In The New Statesman: Episode 2006, the B’Stard nightmare has fully unfolded. From his office at Number 9 (Tony’s P.A.: ‘But there isn’t a Number 9 Downing Street!’ Alan: ‘There’s a rear entrance…’), Alan – now controlling New Labour – is the master puppeteer, his fingers firmly inserted in more, larger and nastier pies than ever. Whether he’s telling Condoleeza Rice to invade Norway, ordering the murder of his ex-wife or keeping his working-class hero P.A. Frank in service through blackmail, B’Stard’s New Labour Statesman is even more unlikeable than the young Tory of the nineteen-eighties.
This play hasn’t received rave reviews, and I’m sorry to say that it’s plain to see why. Written by TV comedy writers Marks & Gran (responsible for the massively popular Birds of a Feather and Goodnight Sweetheart), the script - which relies for its wit on ‘fat-adulterous-Prescott’, ‘ugly-Cherie’, ‘stupid-Bush’ jokes – is not sparkling. It’s quite possible that some hit shows aren’t destined to survive the journey from screen to stage, and this may be a case in point. But it’s not just this that’s problematic. The acting seems clunky (it may be opening night, but the play began touring a couple of weeks ago, so the usual first-night nerves excuses don’t really wash), with frequent fluffs and pauses in between lines slowing down the little action there is. The set is essentially a TV set: a ministerial office that, despite having some clever tricks up its sleeve, makes things feel artificially static. Alan rarely leaves it, and the audience’s imagination doesn’t get the chance to go very far either.
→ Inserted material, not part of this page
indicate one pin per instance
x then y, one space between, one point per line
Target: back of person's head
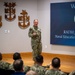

The laboured plot has a couple of nice twists, but is generally predictable, and the depictions of any real political figures are childishly simplistic.
Despite all this, audience reaction to the play – whilst mixed (some people left before the interval)– was generally very positive. Rik Mayall is still funny, after all, even if the only gems here originated from improvised cover-ups, naughty swearing and willy sight gags. During the first half, Alan’s cynical tirades against political correctness (‘Single mothers? What about ‘em? I can’t have impregnated more than two dozen of the sluts this year!’) received an almost unintelligibly positive response (I found myself wondering if the play might slowly gain a following of British National Party supporters taking it at face value). Holding this show up as an example of satire in the great tradition alongside the work of Dario Fo, Bernard Shaw, Chris Morris and Armando Ianucci (as the printed programme does) is hubristic. During the first years of New Labour, it’s true, political satire in popular culture fell from vogue, but in the government's declining years we are again surrounded by material of a very high standard. Whether by The Thick Of It, Rory Bremner or even Little Britain, we’ve been made familiar with the lampooning of all aspects of modern politics. The New Statesman’s caricature of the current state of things sadly doesn’t show us anything we haven’t already seen done better, cleverer, and funnier.
I was very young when I first watched Alan B’Stard on TV, but I remember thinking it was hilarious, cutting and clever. Maybe my memory misleads me. But let’s hope instead that I’m just too cynical. After all, my disappointment at watching the pedestal of a comic hero sink a little lower into the quicksand wasn’t matched by the cries of ‘excellent’ and ‘very, very good’ which abounded by the theatre's exit.